Em 1985, a Assembleia Geral das Nações Unidas (AGNU), na sua resolução 40/33, estabelece as Regras de Beijing e convida os Estados membros a adaptarem, quando possível, as suas leis, normas e políticas nacionais, assim como a dá-las a conhecer. As regras, entre outras coisas, enumeram práticas importantes adotadas com sucesso em diferentes sistemas jurídicos, para evitar, tanto quanto possível, o internamento. Assim, as autoridades competentes são encorajadas a segui-las e aperfeiçoá-las. Nessa vereda, a AGNU assevera que a prestação de serviços à comunidade “deve ser sistematicamente planificada e implementada e fazer parte integrante do esforço de desenvolvimento nacional” (Resolução 40/33, 1985).

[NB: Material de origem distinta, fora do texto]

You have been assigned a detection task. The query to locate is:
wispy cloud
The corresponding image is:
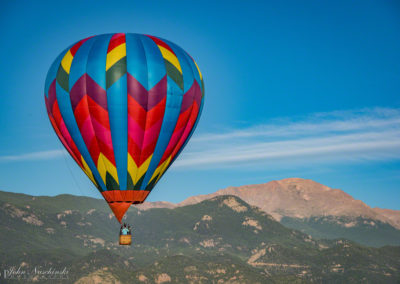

Paralelamente ao processo internacional de reestruturação da Justiça da Infância e da Juventude, o período de redemocratização brasileira (1985-1988) se caracterizou pela

internalização de uma série de normativas mundiais e nacionais para elaboração e implementação de políticas sociais destinadas ao atendimento à criança e ao adolescente (Passone & Perez, 2010). Assim, diversos marcos legais foram estabelecidos para a elaboração de um novo padrão político, jurídico e social de justiça juvenil.

Neste passo, o ECA (Lei nº 8.069, 1990) estabeleceu uma nova base doutrinária, que resultou na total interrupção da norma menorista e, por consequência, instaurou uma nova diretriz em relação ao que deve ser feito para encarar as circunstâncias de violência que envolvem adolescentes em conflito com a lei. Desta feita, o Estatuto institui um padrão de responsabilidade juvenil assentado na Doutrina da Proteção Integral e, diante de tal sorte, dá- se início o emprego da PSC no contexto socioeducativo. Conforme a letra da lei, a medida incide na imputação de tarefas gratuitas e ocorrerá em entidades públicas ou em estabelecimentos congêneres, tal qual em programas comunitários ou estatais. Sob a égide do Direito Penal Mínimo, a medida guarda coerência com a pedagogia socioeducativa e opõe-se aos exemplares de justiça fundamentados na perspectiva correcional e repressora (Bandeira, 2006).

Sendo assim, pressupõe-se que o serviço comunitário se trate do provimento de utilidades, dispostas para a satisfação das necessidades gerais (Lei nº 8.069, 1990). Portanto, deve ser considerado como prestação de serviços as tarefas de relevância pública, que ambicionem uma dinâmica educativa que beneficie a eclosão de novas competências e integração social (CONANDA & SEDH, 2006).

Pelo exposto, vimos que a análise dos dispositivos sociais e conceituais que motivaram o trabalho e o ensino de ofícios às, então denominadas, crianças “pobres” e/ou “desvalidas” evidencia sua relação com o contexto de transformação das relações de trabalho e, consequentemente, com o uso e a exploração da força de trabalho infantojuvenil e a manutenção do status quo. Nesse âmbito, a (re)introdução dos serviços e tarefas na gestão do

atendimento da justiça juvenil significa um aparente avanço na administração da Justiça da Infância e da Juventude, especialmente em atenção à restauração das relações, a reorganização dos envolvidos e ao empoderamento do coletivo social. Apesar disso, resta ainda incerto se tal medida não se trata de uma nova técnica coercitiva empregada para reprimir a juventude envolvida com atos infracionais.